Hikaye zamanında ya da hatta bir kukla gösterisinde bir çocuk dil becerileri öğrenir. Çocuklar dinlerken ve kavrarken işitsel becerilerini kullanırlar, hayal gücüyle zihinlerinde canlandırarak idraklarını daha da genişletirler, dinlemekte zorlanırken dikkatlerini uzatırlar ve yeni kelimeler öğrenir, seslerin ve anlamların yeni kalıplarını fark ederler. Bu dinleme, kavrama ve hayal etme gelecekte, bir sayfadaki kelimelerin yavan yazının ötesine geçmesi ve zihinde bir zenginlik yaratması gerektiği “okuduğunu anlama”nın anahtarı olur.

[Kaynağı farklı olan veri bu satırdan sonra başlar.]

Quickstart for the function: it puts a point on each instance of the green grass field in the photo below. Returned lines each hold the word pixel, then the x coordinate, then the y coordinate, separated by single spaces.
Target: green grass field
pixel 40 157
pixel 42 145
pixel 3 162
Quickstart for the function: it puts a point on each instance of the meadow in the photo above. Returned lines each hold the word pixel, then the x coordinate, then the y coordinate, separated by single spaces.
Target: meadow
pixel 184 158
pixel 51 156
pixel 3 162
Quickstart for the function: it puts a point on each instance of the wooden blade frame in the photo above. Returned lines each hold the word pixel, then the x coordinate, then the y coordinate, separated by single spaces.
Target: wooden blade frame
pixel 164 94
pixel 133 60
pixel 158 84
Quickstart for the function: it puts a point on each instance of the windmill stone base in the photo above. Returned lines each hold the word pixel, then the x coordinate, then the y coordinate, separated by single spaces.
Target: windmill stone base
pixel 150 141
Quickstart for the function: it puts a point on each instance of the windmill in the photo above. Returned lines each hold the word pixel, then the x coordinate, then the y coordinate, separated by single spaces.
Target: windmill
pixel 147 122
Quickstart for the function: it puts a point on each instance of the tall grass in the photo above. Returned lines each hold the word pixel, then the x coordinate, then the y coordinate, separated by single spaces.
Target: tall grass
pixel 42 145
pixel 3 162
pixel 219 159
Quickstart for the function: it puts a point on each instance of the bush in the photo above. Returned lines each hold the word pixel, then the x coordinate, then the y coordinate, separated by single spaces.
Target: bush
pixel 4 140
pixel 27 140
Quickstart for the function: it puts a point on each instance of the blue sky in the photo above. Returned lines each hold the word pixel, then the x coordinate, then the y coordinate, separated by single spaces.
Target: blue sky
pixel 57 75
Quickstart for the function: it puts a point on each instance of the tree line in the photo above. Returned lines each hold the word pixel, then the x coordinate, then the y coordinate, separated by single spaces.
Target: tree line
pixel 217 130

Ses bilgisi derslerinde bir çocuk bir sandalyede oturabilir ve “A” harfinin çıkardığı sesleri öğrenebilir. Ama bu zihni nasıl canlandırır, nasıl yapabilir bunu? Bir çocuğun deneyimiyle nasıl ilişki kurabilir? Merak kıvılcımını ateşler mi? Bu kadar soyut bir şeyi henüz bambaşka bir bilişsel gelişim döneminde olan bir çocukla ilgili bir hale getirmesini nasıl isteyebiliriz ki öğretmenlerden?

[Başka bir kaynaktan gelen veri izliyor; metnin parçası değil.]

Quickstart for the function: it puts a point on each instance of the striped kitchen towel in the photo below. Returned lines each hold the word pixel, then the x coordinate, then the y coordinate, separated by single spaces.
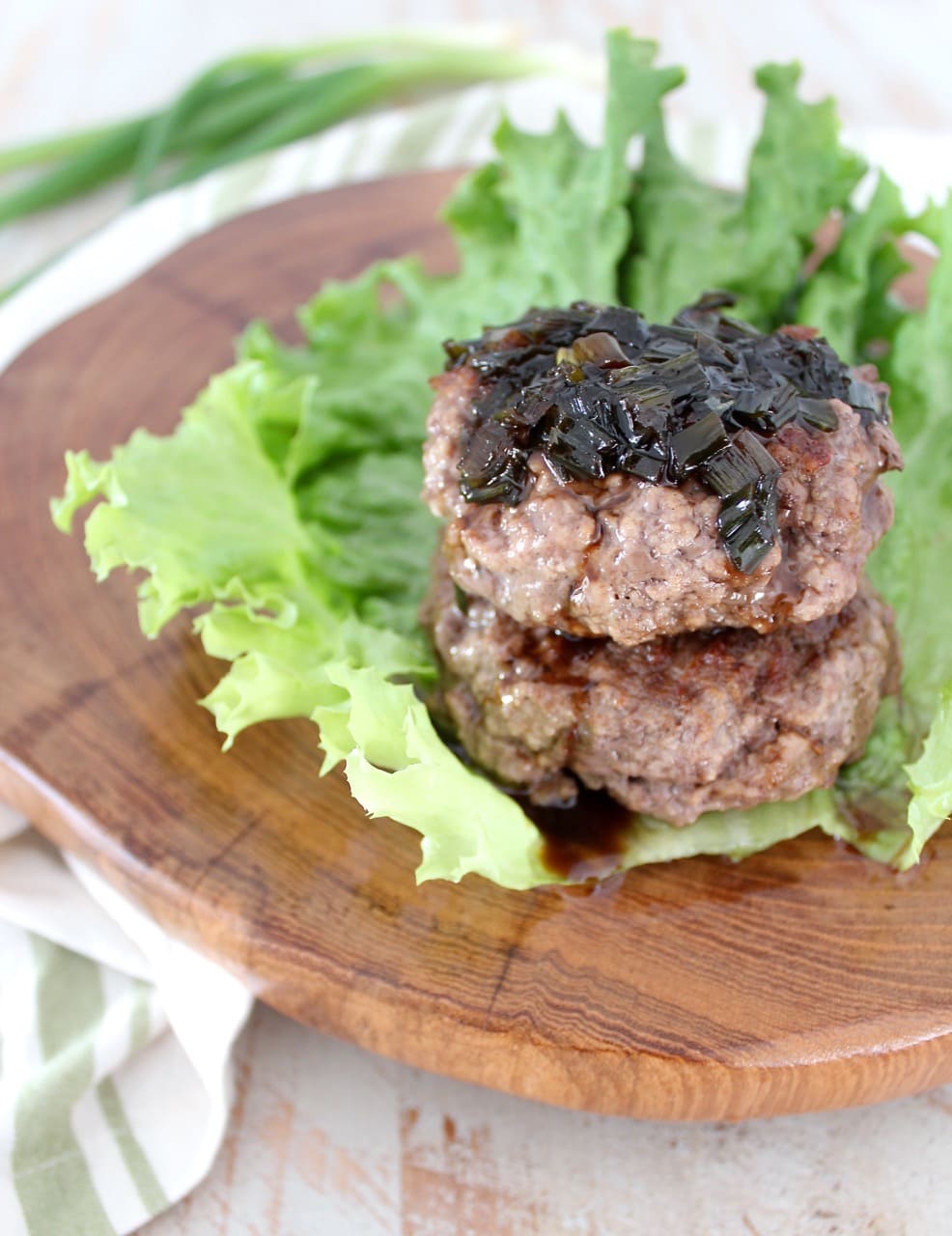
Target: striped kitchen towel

Gerçek şu ki mevcut anaokulu müfredatı ve uygulamaları çocuk gelişimi bilimine dayanmıyor. Eğer bir çocuk ilkokulun başında okumayı öğrenmek zorundaysa, o zaman ne kadar erken öğrenirse o kadar iyidir vasayımı geçerli şu anda. Ancak buradaki daha da temel problem, bu yaklaşımın öğrenmeyi kesin doğrusal bir yükseliş olarak görmesidir.

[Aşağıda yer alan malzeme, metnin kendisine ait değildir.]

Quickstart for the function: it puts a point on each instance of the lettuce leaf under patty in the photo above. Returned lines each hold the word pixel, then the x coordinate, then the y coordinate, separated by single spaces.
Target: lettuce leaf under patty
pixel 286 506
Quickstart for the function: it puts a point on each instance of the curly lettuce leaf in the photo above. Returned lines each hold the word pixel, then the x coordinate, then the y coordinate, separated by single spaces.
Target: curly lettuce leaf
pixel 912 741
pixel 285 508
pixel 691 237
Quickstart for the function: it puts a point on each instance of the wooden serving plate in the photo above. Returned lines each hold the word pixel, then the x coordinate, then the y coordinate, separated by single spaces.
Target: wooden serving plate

Modern okul öncesi eğitimindeki müfredatı yaratan komitelere hiçbir gelişimsel psikoloğun ya da nöropsikoloğun dahil edilmemesi önemli bir tartışma konusudur. Çok sayıda çocuk gelişimi uzmanı, anaokulunun yeni birinci sınıfa (hatta ikinci sınıfa) dönüştürülmesi eğilimi karşısında olumlu geribildirimde bulunmuyor. Hatta Harvard Üniversitesi Eğitim Fakültesi’nin “Çocuklar Değişmedi, Anaokulu Değişti” başlıklı bir bülteninde, başta okuryazarlık ve matematik becerilerindeki sığlık ve çeşitsizlik, ortadan kaldırılan teneffüs ya da beden eğitimi ve yazılı müfredat olmak üzere okul öncesi eğitimin durumuyla ilgili ciddi endişeler dile getiriliyor.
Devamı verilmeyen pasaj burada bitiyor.